A and B are two points on a co-ordinate plane. All the points, in the same plane as A and B, whose distance from B is twice that from A lie on
a a straight line intersecting AB at a point O such that 2AO = BO.
b a circle with center at a point O on AB such that AO = 2BO.
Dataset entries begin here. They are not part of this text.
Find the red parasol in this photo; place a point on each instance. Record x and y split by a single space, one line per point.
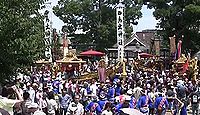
145 55
92 53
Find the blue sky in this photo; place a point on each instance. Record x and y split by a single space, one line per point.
146 22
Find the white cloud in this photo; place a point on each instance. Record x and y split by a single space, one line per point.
146 22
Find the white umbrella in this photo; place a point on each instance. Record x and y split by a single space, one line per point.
131 111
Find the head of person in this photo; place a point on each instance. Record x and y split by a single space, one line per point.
26 95
51 95
76 99
73 108
64 92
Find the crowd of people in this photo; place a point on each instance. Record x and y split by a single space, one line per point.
147 92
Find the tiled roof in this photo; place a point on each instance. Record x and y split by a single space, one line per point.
144 38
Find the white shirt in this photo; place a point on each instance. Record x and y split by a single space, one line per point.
52 106
94 88
31 91
79 109
106 112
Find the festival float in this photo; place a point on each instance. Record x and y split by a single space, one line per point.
186 66
68 64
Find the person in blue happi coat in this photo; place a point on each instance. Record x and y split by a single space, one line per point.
93 107
111 92
161 104
143 103
102 102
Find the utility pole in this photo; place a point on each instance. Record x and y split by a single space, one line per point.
48 32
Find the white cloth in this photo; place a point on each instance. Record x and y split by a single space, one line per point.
39 113
79 108
31 91
94 88
7 104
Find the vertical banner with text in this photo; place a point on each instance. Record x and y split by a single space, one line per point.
47 38
120 30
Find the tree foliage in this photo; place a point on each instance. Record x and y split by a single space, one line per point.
97 18
21 34
180 18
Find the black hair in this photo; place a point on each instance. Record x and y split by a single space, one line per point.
26 95
51 95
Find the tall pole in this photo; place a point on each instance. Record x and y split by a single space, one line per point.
48 33
120 30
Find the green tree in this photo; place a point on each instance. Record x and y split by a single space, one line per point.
180 18
97 18
21 35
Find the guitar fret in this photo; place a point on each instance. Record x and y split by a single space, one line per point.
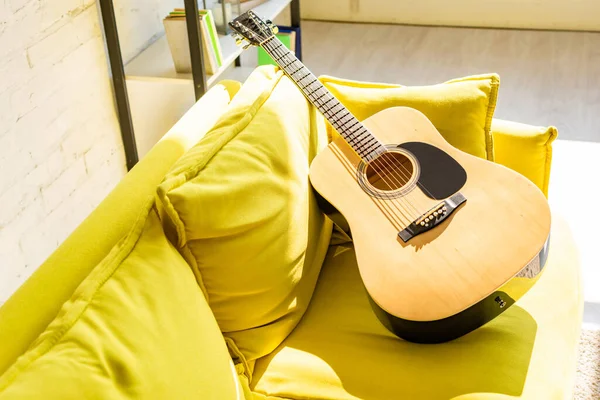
351 129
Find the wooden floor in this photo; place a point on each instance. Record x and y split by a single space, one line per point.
547 78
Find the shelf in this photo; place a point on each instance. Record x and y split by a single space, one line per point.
156 61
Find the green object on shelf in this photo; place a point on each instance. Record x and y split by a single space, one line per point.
265 59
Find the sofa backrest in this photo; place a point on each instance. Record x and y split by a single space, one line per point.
36 303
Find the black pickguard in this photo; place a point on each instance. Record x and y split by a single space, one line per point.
441 175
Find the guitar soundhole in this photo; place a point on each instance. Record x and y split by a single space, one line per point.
390 171
392 174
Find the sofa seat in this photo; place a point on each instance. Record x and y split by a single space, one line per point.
341 351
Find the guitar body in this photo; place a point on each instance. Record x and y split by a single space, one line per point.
444 241
434 284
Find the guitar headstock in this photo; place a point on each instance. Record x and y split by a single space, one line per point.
252 29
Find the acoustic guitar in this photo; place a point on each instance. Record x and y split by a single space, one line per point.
445 241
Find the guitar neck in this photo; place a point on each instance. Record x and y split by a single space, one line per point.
351 129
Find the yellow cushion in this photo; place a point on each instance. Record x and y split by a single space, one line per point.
137 327
240 207
526 149
461 109
35 304
341 351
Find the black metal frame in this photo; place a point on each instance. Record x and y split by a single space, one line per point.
118 71
115 60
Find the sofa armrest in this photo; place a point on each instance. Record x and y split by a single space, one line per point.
525 148
36 303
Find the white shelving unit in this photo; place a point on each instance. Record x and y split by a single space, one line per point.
156 61
159 95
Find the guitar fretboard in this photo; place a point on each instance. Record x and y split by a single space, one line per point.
352 130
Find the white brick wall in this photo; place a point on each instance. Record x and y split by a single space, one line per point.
60 146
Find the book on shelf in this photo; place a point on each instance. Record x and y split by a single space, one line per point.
177 36
247 5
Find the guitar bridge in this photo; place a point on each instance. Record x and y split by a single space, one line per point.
433 217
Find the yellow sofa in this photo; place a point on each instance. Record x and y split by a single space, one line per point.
338 350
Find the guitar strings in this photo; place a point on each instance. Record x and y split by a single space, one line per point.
285 56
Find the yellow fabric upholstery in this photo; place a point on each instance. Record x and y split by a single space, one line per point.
461 109
31 308
526 149
341 351
240 207
138 327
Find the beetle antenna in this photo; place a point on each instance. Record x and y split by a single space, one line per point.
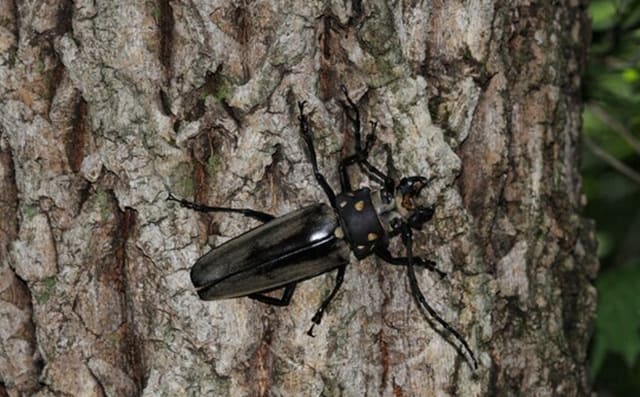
417 294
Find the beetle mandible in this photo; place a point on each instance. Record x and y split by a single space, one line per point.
317 239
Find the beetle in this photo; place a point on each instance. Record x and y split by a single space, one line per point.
319 238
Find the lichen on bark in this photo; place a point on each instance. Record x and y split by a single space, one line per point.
107 107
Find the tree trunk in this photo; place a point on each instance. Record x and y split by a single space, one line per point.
106 107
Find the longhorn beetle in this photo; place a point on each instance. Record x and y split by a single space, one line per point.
317 239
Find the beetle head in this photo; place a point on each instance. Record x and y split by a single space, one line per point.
408 190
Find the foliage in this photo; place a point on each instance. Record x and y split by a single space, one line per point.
611 171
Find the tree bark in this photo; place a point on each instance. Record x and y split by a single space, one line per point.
106 107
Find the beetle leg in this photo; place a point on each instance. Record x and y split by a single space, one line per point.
317 318
407 239
386 256
258 215
362 153
289 289
307 135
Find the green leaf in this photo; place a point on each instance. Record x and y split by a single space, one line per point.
603 14
618 321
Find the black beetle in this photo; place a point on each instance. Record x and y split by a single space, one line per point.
317 239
c a circle with center at a point O on AB extended such that 4AO = BO..
d None of these.
Suppose that $A(0,0)$, $B(a, 0)$ and $C(x,y)$.
$$2CA=CB \implies$$
$$2\sqrt{x^2+y^2}=\sqrt{(x-a)^2+y^2}$$
$$4(x^2+y^2)=(x-a)^2+y^2$$
$$4x^2+4y^2=x^2-2ax+a^2+y^2$$
$$3x^2+2ax+3y^2=a^2$$
$$x^2+\frac23ax+y^2=\frac13a^2$$
$$(x+\frac13a)^2-\frac19a^2+y^2=\frac13a^2$$
$$(x+\frac13a)^2+y^2=\frac49a^2$$
...which is a circle with center $O(-\frac13a,0)$.
It means that $OA=\frac13a$, $OB=\frac43a$ or $OB=4OA$.
So the right answer is answer (c).